David Rosenberg: Shared sacrifice will be required, we will have less government, fewer entitlements. Disinflationary pressures will intensify.
From David Rosenberg of Gluskin Sheff
Our hedge fund desk has always told me that among the most reliable cyclical indicators for the American consumers is the restaurant sector. Traffic is slowing down precipitously and the companies are issuing negative guidance.
I took a look at the monthly details from the latest PCE data and saw that in nominal dollars, consumer spending on eating out sagged 0.4% in October and has contracted now in three of the past four months. The YoY trend peaked at +5.7% in July and has since slowed to +4.4% which is the softest pace in eight months (the three-month trend which a year ago was running at 7.5% at an annual rate is now close to stall-speed of 2%). As a sign that families are becoming more cautious in their spending and eating habits, grocery shopping is up in two of the past three months and at double the trend (at 4%) of the restaurant industry.
The downward trend in “eating out” has broader connotations, by the way.
Now that everyone is focused like a laser beam on Fiscal Armageddon, it may be more appropriate to be looking at what is happening on Main Street rather than Washington. Looking ahead, it is going to be more about the economy, and taking it a step further, at times like these, it is important to understand where the real economic power resides, and that is with the people.
And not just where they shop, but where they eat, in this era of frugality.
In the meantime, it is reasonable to assume that disinflationary pressures will intensify. As the tax base gets broadened and entitlement reform takes hold, an enormous amount of shared sacrifice will be required. Less government will require a move towards tighter budgets and this will contribute to stress in the job market and after-tax personal incomes, at least for a while. Attitudes are changing radically as there is a growing acceptance among public sector unions and civil servants that the way they spend and save is going to undergo some radical changes in the future.
Furloughs, layoffs, and now less-generous pension benefits for current workers and retirees are occurring for the first time ever. Sweeping changes are taking place at the state level as pension trustees and legislatures push for higher monthly contributions to pension plans, a later retirement age and lower annual cost-of-living adjustments for current and retired workers. Unions (those that don’t make Twinkles, in any event), are making the concessions because they can see the future absent shared sacrifice — the termination of defined benefit plans in favour of defined contribution plans. Be that as it may, employee contributions are going up — a de facto tax hike. And this will work directly against any upturn in consumer spending when you consider that the state and local government sector employ nearly 20 million people or 15% of the national job pie.

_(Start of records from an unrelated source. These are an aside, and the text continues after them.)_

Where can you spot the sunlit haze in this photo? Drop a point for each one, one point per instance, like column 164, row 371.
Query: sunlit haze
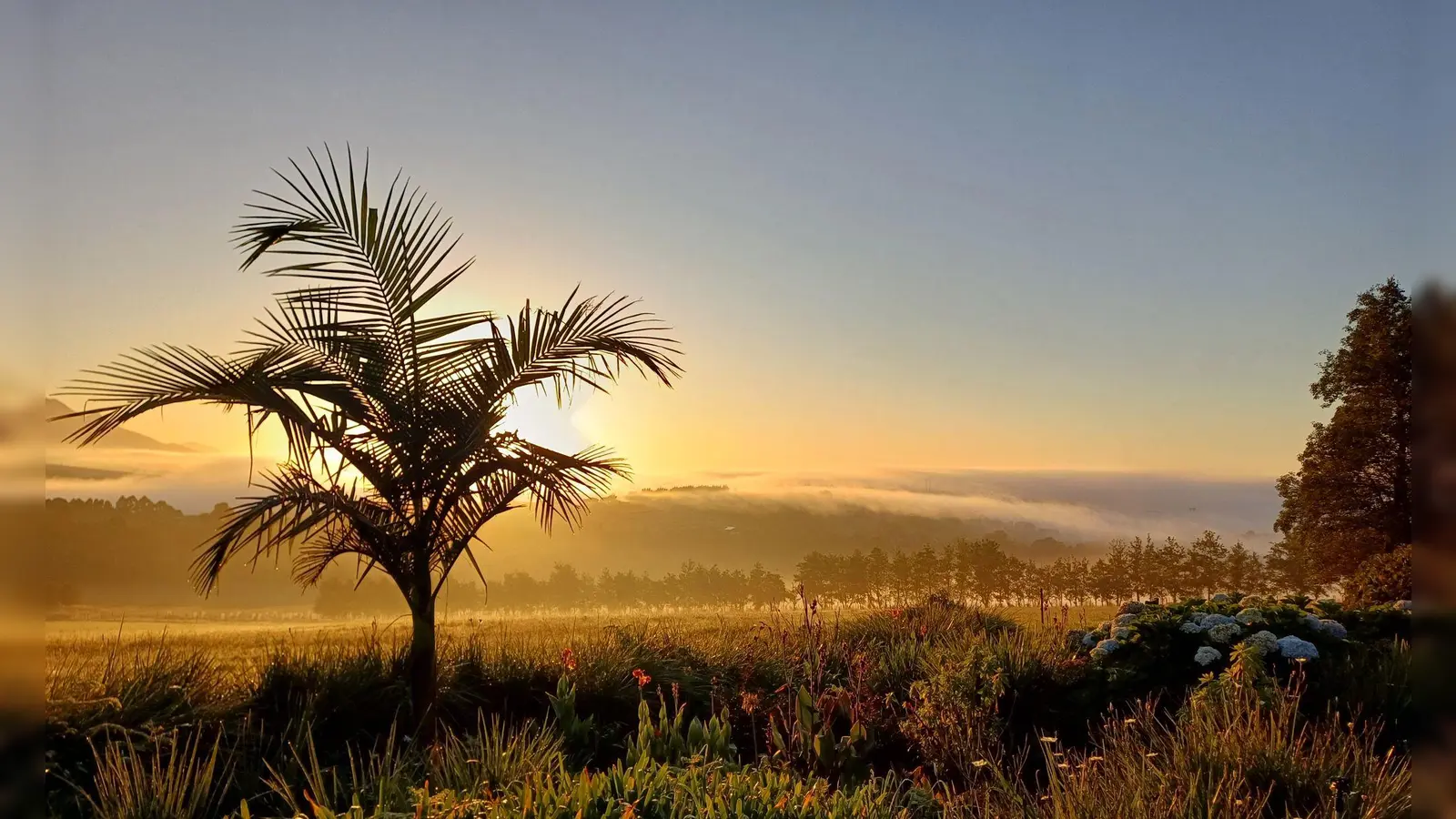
column 973, row 237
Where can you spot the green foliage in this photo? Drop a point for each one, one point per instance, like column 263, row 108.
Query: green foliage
column 805, row 733
column 944, row 722
column 579, row 733
column 177, row 778
column 1353, row 494
column 953, row 716
column 1380, row 579
column 366, row 375
column 677, row 741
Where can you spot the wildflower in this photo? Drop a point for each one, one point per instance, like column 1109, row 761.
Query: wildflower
column 1296, row 649
column 1225, row 632
column 1264, row 642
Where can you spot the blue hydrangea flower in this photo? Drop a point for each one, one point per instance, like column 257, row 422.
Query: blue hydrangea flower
column 1249, row 617
column 1225, row 632
column 1264, row 642
column 1296, row 649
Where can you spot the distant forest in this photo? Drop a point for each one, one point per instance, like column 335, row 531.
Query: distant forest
column 136, row 551
column 970, row 571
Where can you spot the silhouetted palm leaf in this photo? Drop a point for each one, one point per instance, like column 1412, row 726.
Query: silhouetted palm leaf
column 390, row 414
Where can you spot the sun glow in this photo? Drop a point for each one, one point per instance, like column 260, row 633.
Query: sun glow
column 536, row 419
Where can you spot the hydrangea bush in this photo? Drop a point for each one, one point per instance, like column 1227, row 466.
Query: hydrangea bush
column 1149, row 646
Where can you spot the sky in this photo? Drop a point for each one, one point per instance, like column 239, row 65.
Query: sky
column 936, row 237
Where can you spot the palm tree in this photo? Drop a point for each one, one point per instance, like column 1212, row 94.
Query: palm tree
column 392, row 413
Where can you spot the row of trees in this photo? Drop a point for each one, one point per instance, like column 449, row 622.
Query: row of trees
column 982, row 571
column 565, row 588
column 972, row 571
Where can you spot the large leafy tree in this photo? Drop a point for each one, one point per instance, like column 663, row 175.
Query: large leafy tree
column 1351, row 496
column 392, row 410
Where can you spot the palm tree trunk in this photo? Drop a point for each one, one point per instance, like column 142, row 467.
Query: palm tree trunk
column 422, row 681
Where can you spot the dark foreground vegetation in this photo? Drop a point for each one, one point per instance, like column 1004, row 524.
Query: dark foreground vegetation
column 1228, row 707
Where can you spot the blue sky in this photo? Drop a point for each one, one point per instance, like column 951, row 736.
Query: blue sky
column 961, row 235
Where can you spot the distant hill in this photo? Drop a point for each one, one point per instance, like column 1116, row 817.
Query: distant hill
column 56, row 433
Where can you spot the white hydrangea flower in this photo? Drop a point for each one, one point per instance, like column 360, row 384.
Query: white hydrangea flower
column 1225, row 632
column 1264, row 642
column 1249, row 617
column 1296, row 649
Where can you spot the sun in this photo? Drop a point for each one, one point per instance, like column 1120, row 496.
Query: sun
column 536, row 419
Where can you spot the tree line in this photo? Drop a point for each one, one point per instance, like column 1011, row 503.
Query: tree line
column 979, row 573
column 983, row 573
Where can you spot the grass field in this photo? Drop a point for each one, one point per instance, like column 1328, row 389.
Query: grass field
column 935, row 710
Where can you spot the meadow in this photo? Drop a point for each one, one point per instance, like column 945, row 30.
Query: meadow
column 926, row 710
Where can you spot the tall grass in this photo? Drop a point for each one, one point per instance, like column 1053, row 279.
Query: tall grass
column 931, row 710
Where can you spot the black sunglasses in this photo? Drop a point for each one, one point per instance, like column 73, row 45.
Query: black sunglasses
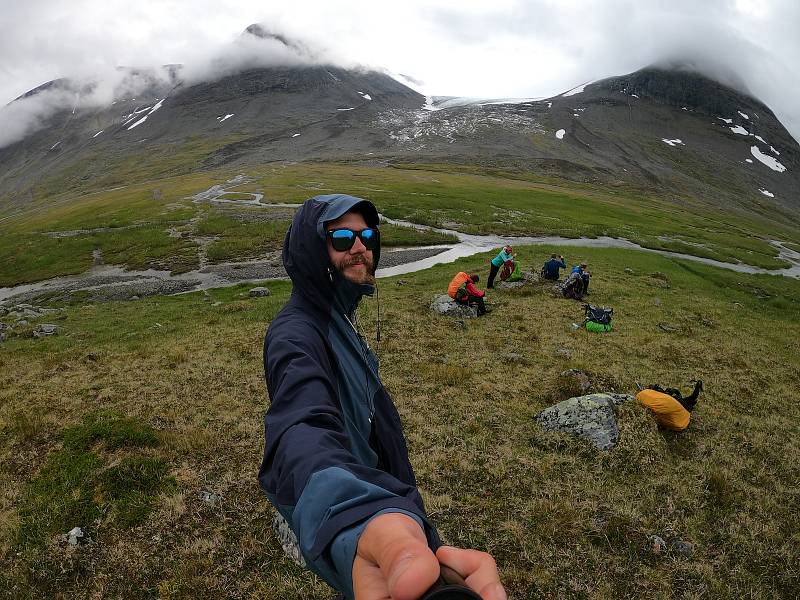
column 343, row 239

So we will have less government, fewer entitlements and more whisperings that it isn’t just the $250,000+ high-income households that are going to experience tax increases and diminished disposable income growth. This is shared sacrifice. To think that the nation could have ever gone to war in Iraq and in Afghanistan under the Bush regime, putting our troops at great risk not to mention the emotional scars on their families, while here at home civilians would be allowed to enjoy tax cuts and a debt-financed consumption binge. This is something worth contemplating as everyone joins in to redress a national balance sheet that has gone parabolic.